How Many Hotel Jobs Are Permanently Gone?
The U.S. Bureau of Labor Statistics suggests that the number of workers in the accommodations sector has dropped from 2.1 million workers in early 2020 to just over 1.7 million in May 2022.
No matter the context, every conversation with industry participants eventually comes back to the issues of access to labor, wage growth and competition for existing staff from other hotels or other industries. Wages will continue to increase for the industry to stay competitive.
Some jobs will be redesigned, and some services will be reassessed. I am not sure that housekeeping for stay-over nights in a limited-service hotel will ever come back. Ordering and paying via QR code may be a welcome long-term side benefit to the contactless days of 2020. And keep in mind that those electronic menus can finally start the era of yield management for restaurants in earnest. But waiters cannot be automated, and cleaning rooms is and will be a manual job.

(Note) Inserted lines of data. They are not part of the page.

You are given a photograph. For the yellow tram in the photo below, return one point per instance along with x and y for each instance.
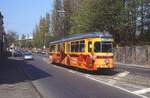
(91, 51)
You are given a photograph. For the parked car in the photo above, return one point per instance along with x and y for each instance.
(28, 56)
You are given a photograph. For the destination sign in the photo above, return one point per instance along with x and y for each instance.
(106, 39)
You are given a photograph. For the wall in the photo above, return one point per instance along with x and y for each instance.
(133, 55)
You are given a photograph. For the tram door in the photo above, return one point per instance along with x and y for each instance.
(62, 52)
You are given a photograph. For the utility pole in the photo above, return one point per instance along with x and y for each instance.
(61, 13)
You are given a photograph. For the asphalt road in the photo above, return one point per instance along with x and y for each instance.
(56, 82)
(135, 70)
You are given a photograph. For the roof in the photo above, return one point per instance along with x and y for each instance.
(85, 35)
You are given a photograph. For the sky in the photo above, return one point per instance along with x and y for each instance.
(21, 16)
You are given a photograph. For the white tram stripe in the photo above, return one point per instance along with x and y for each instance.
(142, 91)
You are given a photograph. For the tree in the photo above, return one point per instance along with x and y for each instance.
(12, 37)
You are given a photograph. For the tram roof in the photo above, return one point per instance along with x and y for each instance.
(85, 35)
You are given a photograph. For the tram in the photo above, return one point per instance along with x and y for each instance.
(90, 51)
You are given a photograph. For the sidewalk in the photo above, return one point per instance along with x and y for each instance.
(13, 81)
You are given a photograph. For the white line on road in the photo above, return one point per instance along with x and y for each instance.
(142, 91)
(89, 77)
(71, 71)
(121, 75)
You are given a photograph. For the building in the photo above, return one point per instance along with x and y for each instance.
(2, 37)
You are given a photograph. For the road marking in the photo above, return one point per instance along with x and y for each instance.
(56, 66)
(89, 77)
(121, 75)
(71, 71)
(142, 91)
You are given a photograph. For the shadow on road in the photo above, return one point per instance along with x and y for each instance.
(107, 72)
(15, 71)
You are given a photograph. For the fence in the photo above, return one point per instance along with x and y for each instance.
(133, 55)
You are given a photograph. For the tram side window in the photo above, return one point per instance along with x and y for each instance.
(52, 48)
(89, 46)
(82, 46)
(58, 49)
(68, 47)
(76, 46)
(72, 47)
(97, 47)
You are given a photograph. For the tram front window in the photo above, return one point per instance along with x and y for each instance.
(102, 47)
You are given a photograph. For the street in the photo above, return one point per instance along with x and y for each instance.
(56, 82)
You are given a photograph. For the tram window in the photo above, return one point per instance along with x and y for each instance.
(76, 46)
(82, 46)
(68, 47)
(72, 47)
(97, 47)
(89, 46)
(106, 47)
(58, 49)
(52, 48)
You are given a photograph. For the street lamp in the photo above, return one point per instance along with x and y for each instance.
(62, 20)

I doubt that all of the more than 300,000 open positions can be value-engineered away, but some roles may never come back. Those will be only a fraction of the jobs that remain open as the industry struggles to become or remain the employer of choice. I wonder which operator will find the magic combination of wages, benefits, motivation and career growth opportunities to appeal to the new generation of workers and leaders?
Some of these answers, such as group demand or room rates, can be easily measured. Some, such as return to office and midtown room demand, or labor force development will take time and deeper insights. I look forward to seeing if this summer brings some clarity.
Jan Freitag is the national director for hospitality market analytics at CoStar.